I’m looking forward to hearing how GlyNAC turns out. Neuro-NAC might be an even more powerful supplement to try for life-extending purposes.
I also will test out black ginger to see its effects. (A personal n=1 test).
I wonder about EGCG, also. It has been claimed to inhibit DYRK1A, one of the genes of the DREAM Network (so does EGCG result in an increase in DNA repair?), though I’m not sure the same is true of plain epicatechin.
Curious
#28
The results from the ITP (Intervention Testing Program) can absolutely be seen as a strong signal that excessive insulin signaling (hyperinsulinemia) is a key accelerator of mammalian aging. This aligns very well with Dr. Ben Bikman’s reasoning and the broader scientific understanding of the insulin/IGF-1 signaling pathway in aging. Insulin levels can be seen as the canary in the coal mine.
ITP, some of us here and biogerontologists know that the Insulin/Insulin-like Growth Factor 1 Signaling pathway is one of the most evolutionarily conserved pathways regulating aging. Reduced signaling in this pathway is strongly associated with increased lifespan and healthspan in species from worms and flies to mice. And some say that, low insulin signals is strongly associated with increased lifespan and healthspan even in long lived humans.

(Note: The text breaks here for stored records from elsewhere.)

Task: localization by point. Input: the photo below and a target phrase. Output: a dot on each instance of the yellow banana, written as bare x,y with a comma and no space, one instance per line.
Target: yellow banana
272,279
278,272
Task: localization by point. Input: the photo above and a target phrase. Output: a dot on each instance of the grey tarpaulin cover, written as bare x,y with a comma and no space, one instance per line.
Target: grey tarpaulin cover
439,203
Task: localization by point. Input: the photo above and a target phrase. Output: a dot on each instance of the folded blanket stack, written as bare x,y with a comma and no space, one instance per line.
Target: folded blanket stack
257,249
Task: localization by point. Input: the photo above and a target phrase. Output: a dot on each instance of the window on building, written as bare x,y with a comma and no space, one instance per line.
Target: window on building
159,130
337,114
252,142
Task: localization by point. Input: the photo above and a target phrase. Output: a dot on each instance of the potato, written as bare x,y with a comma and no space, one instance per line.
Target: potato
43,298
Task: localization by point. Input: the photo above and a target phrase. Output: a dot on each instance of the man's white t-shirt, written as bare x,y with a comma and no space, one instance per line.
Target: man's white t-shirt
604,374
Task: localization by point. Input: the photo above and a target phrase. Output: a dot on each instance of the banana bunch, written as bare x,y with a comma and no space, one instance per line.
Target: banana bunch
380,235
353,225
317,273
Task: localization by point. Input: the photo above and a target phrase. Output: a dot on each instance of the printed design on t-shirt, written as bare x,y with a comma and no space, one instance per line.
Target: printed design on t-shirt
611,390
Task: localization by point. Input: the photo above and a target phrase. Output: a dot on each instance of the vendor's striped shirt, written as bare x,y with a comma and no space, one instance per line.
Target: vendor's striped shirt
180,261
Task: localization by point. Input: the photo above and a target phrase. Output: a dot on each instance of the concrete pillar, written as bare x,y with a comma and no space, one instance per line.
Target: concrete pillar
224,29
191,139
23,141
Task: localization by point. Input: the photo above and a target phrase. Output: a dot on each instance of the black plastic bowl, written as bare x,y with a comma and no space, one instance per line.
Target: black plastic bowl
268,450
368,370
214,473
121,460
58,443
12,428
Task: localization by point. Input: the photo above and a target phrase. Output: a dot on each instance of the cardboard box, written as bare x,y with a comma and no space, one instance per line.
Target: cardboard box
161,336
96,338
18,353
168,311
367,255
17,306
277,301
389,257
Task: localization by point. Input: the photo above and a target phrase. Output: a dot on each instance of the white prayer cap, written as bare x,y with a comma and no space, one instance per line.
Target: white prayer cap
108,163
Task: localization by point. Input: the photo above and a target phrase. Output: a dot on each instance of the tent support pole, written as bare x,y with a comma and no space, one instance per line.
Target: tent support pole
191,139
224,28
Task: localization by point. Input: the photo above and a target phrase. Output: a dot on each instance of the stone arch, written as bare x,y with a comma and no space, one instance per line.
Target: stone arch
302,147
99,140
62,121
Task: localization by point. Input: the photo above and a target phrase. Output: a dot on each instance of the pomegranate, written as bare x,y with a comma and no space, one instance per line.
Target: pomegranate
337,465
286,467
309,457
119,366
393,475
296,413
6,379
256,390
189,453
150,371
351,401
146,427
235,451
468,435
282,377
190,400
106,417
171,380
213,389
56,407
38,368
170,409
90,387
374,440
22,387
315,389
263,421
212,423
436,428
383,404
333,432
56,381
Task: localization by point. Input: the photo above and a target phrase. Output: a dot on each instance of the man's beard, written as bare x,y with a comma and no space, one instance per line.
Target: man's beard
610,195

Excessive signaling is associated with accelerated aging and age-related diseases.Insulin is Not the Enemy, Hyper-insulinemia Is. Insulin is an essential anabolic hormone. We need it to live. The problem is the chronic, excessive levels. The ITP provides strong correlative signal for this reasoning.
But these drugs (drugs for type 2 diabetes) have other proposed anti-aging effects, like effects on mitochondria, AMPK activation, that may be independent of insulin. Lower insulin likely contributes to these other beneficial effects. High insulin activates besides IGF also mTOR.